Procrastinare, essere riluttanti ad intraprendere nuove attività o relazioni personali, rinunciare a partecipare ad eventi sociali, rifiutare delle opportunità di lavoro…possono essere alcuni esempi comuni di condotte di evitamento causate dall’ansia, o meglio, dall’ansia eccessiva.
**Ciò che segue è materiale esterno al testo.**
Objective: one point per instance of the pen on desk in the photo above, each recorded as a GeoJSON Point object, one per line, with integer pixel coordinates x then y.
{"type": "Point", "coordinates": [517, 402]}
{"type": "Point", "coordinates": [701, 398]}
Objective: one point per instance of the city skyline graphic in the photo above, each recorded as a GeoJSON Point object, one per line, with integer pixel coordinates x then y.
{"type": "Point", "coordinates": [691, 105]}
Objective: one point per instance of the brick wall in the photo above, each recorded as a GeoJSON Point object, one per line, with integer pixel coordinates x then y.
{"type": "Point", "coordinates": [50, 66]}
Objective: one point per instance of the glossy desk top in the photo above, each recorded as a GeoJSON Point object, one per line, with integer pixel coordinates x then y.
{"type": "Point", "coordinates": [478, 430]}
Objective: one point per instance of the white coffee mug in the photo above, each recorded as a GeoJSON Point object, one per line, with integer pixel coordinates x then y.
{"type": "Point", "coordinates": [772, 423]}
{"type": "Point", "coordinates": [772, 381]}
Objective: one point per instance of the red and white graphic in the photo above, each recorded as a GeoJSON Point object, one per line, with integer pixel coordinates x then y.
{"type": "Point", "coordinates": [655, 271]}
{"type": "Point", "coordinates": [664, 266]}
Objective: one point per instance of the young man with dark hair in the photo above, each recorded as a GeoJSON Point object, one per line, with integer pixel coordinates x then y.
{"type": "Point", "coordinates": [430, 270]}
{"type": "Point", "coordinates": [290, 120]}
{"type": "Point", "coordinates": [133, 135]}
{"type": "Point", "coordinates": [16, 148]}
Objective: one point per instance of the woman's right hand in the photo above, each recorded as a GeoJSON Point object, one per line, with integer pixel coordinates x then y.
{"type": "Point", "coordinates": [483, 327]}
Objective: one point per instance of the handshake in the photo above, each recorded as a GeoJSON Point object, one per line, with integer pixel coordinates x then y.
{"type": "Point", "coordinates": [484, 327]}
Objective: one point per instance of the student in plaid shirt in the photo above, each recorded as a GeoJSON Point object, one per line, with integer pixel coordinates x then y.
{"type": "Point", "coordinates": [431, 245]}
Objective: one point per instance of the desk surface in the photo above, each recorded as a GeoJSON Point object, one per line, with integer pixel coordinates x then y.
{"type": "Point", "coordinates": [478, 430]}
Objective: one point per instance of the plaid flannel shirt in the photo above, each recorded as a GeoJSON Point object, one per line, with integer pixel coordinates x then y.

L’ansia è, infatti, una risposta adattativa all’ambiente, è funzionale al mantenimento di un comportamento e una performance adeguati alla situazione e possiamo sperimentare la sua presenza quotidianamente in gran parte delle nostre attività. Ma allora quando l’ansia dall’essere normale passa all’ essere un ostacolo e una causa di sofferenza? Per definizione l’ansia diventa patologica quando è eccessiva e irrazionale rispetto alla situazione, produce e mantiene distorsioni cognitive (errori di attribuzione, previsioni catastrofiche, idee ossessive) e si associa a un senso disagevole di apprensione e di tensione anticipatoria rispetto a una situazione considerata minacciosa. Questo determina a sua volta una sovrastimolazione del sistema nervoso e degli organi da esso innervati responsabile delle manifestazioni fisiche dell’ansia, che possono essere:

  • tensione
  • tremore
  • sudore
  • aumento della frequenza cardiaca
  • vertigini
  • nausea
  • formicolii alle estremità ed intorno alla bocca
  • derealizzazione e depersonalizzazione.

A causa di queste sensazioni spiacevoli l’ansia non resta solo una reazione agli stimoli dell’ambiente, ma assume anche un ruolo motivante rispetto al comportamento: infatti in questi casi siamo portati a mettere in atto delle condotte finalizzate a ridurre l’intensità del disagio. Il comportamento motivato dall’ansia è di tipo evitante. L’evitamento è una risposta comportamentale che ha lo scopo di sottrarsi dall’esporsi a situazioni, persone, eventi o sensazioni temute per evitare di affrontare l’emozione negativa che ci si aspetta in conseguenza. Quando ha successo, porta a una riduzione dell’ansia e quindi a un rafforzamento del comportamento stesso. Ciò vuol dire che il sollievo provocato dalla diminuzione di intensità dei sintomi fisici dell’ansia agisce da rinforzo, cioè “premia” il comportamento di evitamento che quindi avrà più probabilità di ripresentarsi in futuro. Questo innesca un circolo vizioso per cui l’evitamento mantiene l’ansia e l’ansia causa ulteriore evitamento.

Perciò l’evitamento può avere come conseguenza un graduale ritiro da attività gratificanti: come situazioni sociali, lavoro, studio, sport eccetera. Questa è una delle cause più comuni di sofferenza e di peggioramento della qualità della vita legate all’ansia. Intervenire per ridurre l’ansia patologica può aiutare a sperimentare nuove possibilità di azione e nuove strategie per fronteggiare le situazioni stressanti, e in definitiva ad adottare comportamenti che siano motivati dalle proprie preferenze e valori personali e non più dalla paura.